Un serial killer da incubo
Non c'è niente di più trans-generazionale della paura. Questo devono aver pensato a Mediaset quando hanno deciso di puntare su 6 passi nel giallo, una miniserie composta in effetti da sei film indipendenti l'uno dall'altro, e affidati agli eredi di quella che ha rappresentato una delle pagine più significative della cinematografia italiana: il thriller anni Settanta. Lamberto Bava (e, in un caso, il figlio Roy) e Edoardo Margheriti, memori, se non altro sulla carta, della lezione dei rispettivi padri, sono i registi chiamati a rivitalizzare il microcosmo della televisione italiana, mettendo in scena un diversivo dalle ambizioni internazionali rispetto all'usuale offerta generalista.

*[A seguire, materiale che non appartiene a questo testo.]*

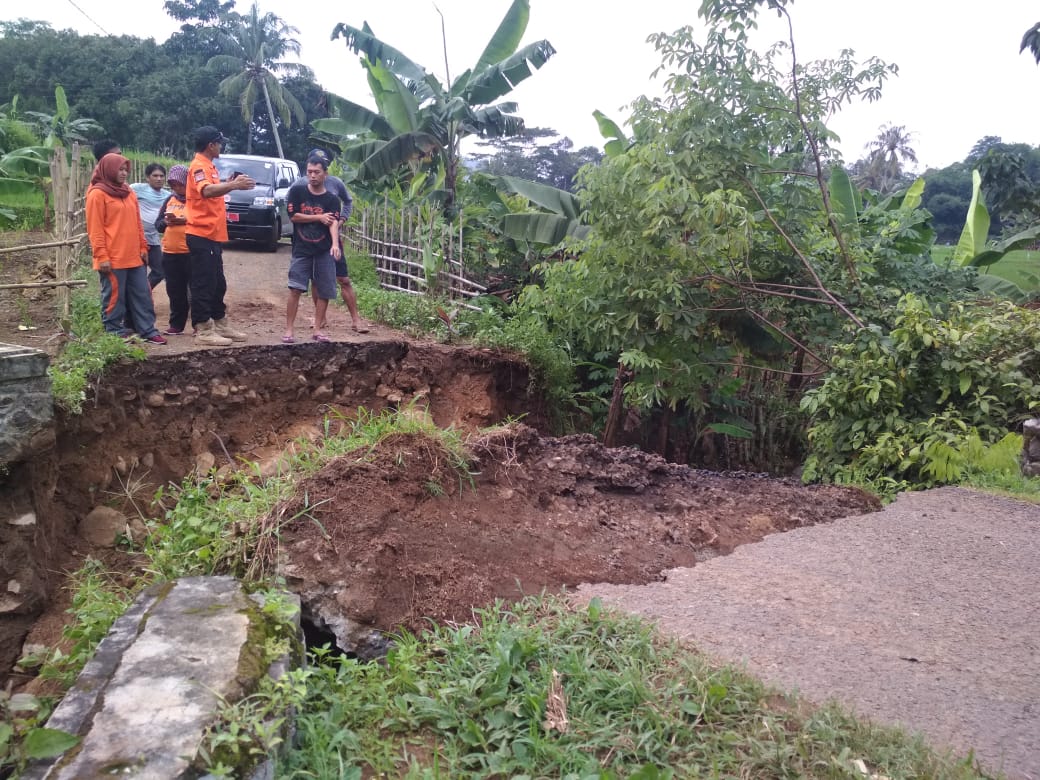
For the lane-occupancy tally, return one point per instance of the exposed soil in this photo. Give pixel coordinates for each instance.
(541, 513)
(394, 538)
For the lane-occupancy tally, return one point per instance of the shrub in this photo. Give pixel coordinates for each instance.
(900, 408)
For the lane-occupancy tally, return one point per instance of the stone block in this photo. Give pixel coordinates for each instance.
(158, 679)
(26, 405)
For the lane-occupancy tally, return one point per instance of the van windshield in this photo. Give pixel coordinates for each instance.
(262, 171)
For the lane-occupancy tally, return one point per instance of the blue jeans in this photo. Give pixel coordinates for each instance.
(123, 291)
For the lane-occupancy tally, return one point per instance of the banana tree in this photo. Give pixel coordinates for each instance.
(972, 248)
(24, 171)
(58, 128)
(419, 121)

Nell'episodio che dà il via alla serie, Sei passi nel giallo - Presagi, Bava ci trasporta nella quotidianità di Annalisa, giovane madre vedova depositaria di una capacità inquietante: quella di fare sogni premonitori. Allarmata da una di queste visioni notturne, la donna si rivolge alla polizia per sventare il rapimento, e forse persino l'omicidio, di una ragazzina: e, se deve fare i conti con la diffidenza di un commissario pragmatico, troverà invece un alleato in Harry Chase, ex profiler dell'FBI trasferitosi a Malta per lasciarsi alle spalle un passato con cui è difficile venire a patti. I due, fiduciosi nelle potenzialità del dono di Annalisa, non faticano a collegare i suoi presagi con un effettivo rapimento, e il prosieguo dell'indagine non farà che aggiungere particolari sempre meno rassicuranti al quadro generale. Il ricercato in questione è infatti un serial killer di ragazzine, e sembra che anche Margherita, la figlia di Annalisa, rischi di rientrare tra le potenziali vittime: di fronte a una minaccia così incombente, anche l'attrazione che sta avvicinando Harry e Annalisa è destinata a passare in secondo piano.

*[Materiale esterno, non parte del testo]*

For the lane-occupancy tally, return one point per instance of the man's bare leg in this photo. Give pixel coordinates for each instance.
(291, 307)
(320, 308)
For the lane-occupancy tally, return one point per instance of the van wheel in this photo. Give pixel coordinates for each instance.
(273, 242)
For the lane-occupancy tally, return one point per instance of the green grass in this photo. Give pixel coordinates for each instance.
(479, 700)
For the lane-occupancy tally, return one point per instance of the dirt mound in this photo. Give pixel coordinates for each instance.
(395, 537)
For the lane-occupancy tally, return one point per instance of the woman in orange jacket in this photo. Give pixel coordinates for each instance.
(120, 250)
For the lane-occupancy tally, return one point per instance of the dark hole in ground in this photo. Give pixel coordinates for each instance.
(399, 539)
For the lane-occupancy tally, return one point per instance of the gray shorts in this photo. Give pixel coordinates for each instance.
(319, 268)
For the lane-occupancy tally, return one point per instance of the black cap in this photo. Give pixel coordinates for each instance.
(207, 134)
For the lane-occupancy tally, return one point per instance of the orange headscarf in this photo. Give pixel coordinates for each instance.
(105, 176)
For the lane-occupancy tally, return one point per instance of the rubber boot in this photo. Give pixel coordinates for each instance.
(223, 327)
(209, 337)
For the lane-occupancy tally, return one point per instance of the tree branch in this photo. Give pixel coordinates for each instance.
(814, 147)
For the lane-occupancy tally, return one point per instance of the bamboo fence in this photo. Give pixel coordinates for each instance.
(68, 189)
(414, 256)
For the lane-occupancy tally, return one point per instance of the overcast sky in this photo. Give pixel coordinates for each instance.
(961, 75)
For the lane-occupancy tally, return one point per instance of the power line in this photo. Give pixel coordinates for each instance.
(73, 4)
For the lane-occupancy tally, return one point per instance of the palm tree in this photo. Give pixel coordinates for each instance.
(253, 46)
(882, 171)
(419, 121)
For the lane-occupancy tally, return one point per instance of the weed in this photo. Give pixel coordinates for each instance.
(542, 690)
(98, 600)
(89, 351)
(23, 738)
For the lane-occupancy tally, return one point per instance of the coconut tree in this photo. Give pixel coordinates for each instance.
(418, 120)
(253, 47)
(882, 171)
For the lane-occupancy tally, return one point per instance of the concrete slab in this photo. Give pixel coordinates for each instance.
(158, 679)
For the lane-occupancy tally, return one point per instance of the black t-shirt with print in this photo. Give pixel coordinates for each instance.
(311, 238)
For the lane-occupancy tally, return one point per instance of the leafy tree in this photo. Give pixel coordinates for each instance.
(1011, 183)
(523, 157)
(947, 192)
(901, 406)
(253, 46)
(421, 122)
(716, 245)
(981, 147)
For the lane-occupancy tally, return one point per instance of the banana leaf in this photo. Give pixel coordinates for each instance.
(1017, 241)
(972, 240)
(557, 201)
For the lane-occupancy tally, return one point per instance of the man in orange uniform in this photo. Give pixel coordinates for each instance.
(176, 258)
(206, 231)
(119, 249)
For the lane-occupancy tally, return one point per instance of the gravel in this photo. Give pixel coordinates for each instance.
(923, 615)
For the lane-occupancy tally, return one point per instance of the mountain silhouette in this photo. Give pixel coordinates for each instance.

Nonostante le alte ambizioni, il paragone con le blasonate fonti di ispirazione cui gli episodi di 6 passi nel giallo si rifanno non restituisce un'immagine troppo lusinghiera del lavoro di Lamberto Bava. La regia, pur non commettendo vistose leggerezze, e anzi mantenendosi sempre piacevolmente asciutta, fallisce nel trasmettere quel senso di inquietudine che è la condizione necessaria per cui il meccanismo narrativo del giallo possa funzionare. La sceneggiatura non offre grossi colpi di scena e spunti di originalità, ma soprattutto risolve con troppa leggerezza quello che avrebbe potuto essere uno degli snodi fondamentali della vicenda: la gestione dell'elemento soprannaturale. Aldilà di un ovvio tentennamento iniziale, la capacità di Annalisa viene presto accettata come un dato di fatto, senza metterne in discussione i limiti o indagarne la natura. Sebbene sia evidente come l'attenzione degli sceneggiatori sia volta a mettere in risalto la componente investigativa della storia, un maggiore approfondimento di quello che costituisce, in ultima analisi, il suo effettivo motore avrebbe aggiunto spessore a trama e personaggi. Nemmeno la pur graziosa Andrea Osvart è in grado di conferire intensità a una protagonista monocorde e poco interessante, mentre Craig Bierko offre un'interpretazione decisamente più convincente e credibile del suo Harry, già tratteggiato in maniera meno piatta in fase di sceneggiatura.L'esordio della collana Mediaset non è quindi dei più incoraggianti: non è sufficiente cambiare genere, o guardare al passato glorioso del cinema italiano, per confezionare un prodotto di qualità, perlomeno finché non si porrà la dovuta attenzione allo sviluppo dei personaggi e alla solidità dell'intreccio.